Hi
The current state of the ATLAS frontier service is not ideal. The
SAM tests:
https://lcg-sam.cern.ch:8443/sam/sam.py?CE_atlas_disp_tests=CE-ATLAS-
sft-Frontier-
Squid&order=SiteName&funct=ShowSensorTests&disp_status=na&disp_status=ok
&disp_status=info&disp_status=note&disp_status=warn&disp_status=error&di
sp_status=crit&disp_status=maint
show several production sites getting a warning. This warning is
normally caused by the backup squid not being configured correctly.
To remind people: WNs should connect to the local squid (normally at
the site) which connects to the Frontier server at RAL. If the local
squid is down then the WN will try and connect to a backup squid
which is meant to be at a nearby site which will then try and connect
to the Frontier server. There is a similar backup process should the
Frontier server at RAL fail then all the squids will try and connect
to the frontier server at PIC.
To ease this problem it has been suggested that the default backup
for Tier 2 sites is the squid at RAL (The Tier 1 not the Tier 2!).

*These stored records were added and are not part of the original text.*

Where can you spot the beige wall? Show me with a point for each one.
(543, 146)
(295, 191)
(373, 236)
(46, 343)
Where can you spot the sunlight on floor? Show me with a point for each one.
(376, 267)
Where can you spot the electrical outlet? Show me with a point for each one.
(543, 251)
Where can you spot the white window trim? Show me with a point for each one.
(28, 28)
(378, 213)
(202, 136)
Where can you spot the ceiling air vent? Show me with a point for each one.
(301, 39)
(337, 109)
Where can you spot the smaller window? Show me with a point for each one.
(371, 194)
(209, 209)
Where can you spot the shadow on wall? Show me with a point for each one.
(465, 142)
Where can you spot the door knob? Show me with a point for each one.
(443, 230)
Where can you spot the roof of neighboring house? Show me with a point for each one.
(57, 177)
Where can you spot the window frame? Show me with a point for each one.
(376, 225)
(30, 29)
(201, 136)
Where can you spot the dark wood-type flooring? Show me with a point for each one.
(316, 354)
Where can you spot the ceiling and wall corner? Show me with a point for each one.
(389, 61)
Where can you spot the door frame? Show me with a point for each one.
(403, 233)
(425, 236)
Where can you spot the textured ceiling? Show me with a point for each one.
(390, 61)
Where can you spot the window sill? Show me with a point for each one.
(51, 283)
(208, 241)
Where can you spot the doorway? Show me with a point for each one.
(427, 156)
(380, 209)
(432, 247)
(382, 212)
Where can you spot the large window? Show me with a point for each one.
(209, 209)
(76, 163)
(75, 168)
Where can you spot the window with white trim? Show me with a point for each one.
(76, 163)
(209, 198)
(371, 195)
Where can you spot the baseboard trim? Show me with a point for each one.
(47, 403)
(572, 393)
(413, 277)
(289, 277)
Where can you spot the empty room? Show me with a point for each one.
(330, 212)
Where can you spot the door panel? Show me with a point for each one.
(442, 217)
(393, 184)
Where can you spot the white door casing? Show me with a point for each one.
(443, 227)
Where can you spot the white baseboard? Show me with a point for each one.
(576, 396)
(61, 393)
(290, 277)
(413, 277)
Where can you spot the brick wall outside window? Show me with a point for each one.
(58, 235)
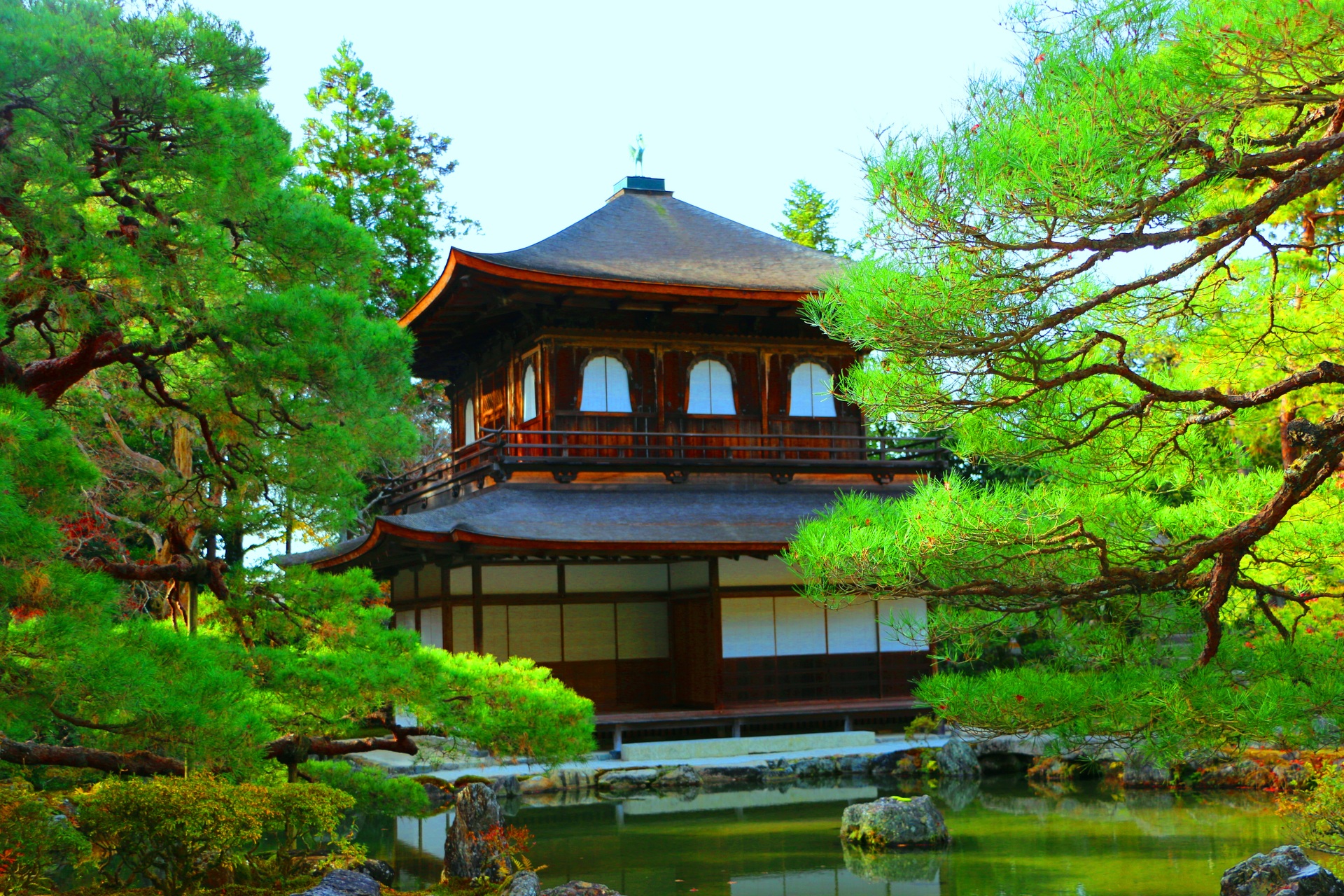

The squid at the Tier 1 is the same installation as the Frontier
server so if the frontier services goes down so will the backup
squid. This does reduce the resilience of the setup slightly but I
think this is worth it given it should make things significantly
simpler to maintain. It does also means I will have to get the SAM
test modified slightly. If however there are sites that are happy
with the current setup and managing firewall access to their squid
from other sites worker nodes then please feel free to respond.
Before committing any change to Tiersofatlas I would like sites to
run a test to make sure they can indeed successfully access the RAL
squid.
To do this:
Log into a WN
> wget http://frontier.cern.ch/dist/fnget.py
> export http_proxy=http://lcgft-atlas.gridpp.rl.ac.uk:3128
> python fnget.py --url=http://lcgft-atlas.gridpp.rl.ac.uk:3128/
frontierATLAS/frontier --sql="SELECT TABLE_NAME FROM ALL_TABLES"
This should provide a big list of table names and not a python error!
Could sites please reply with the results of the test and any
comments are also welcome.
Thanks
Alastair
|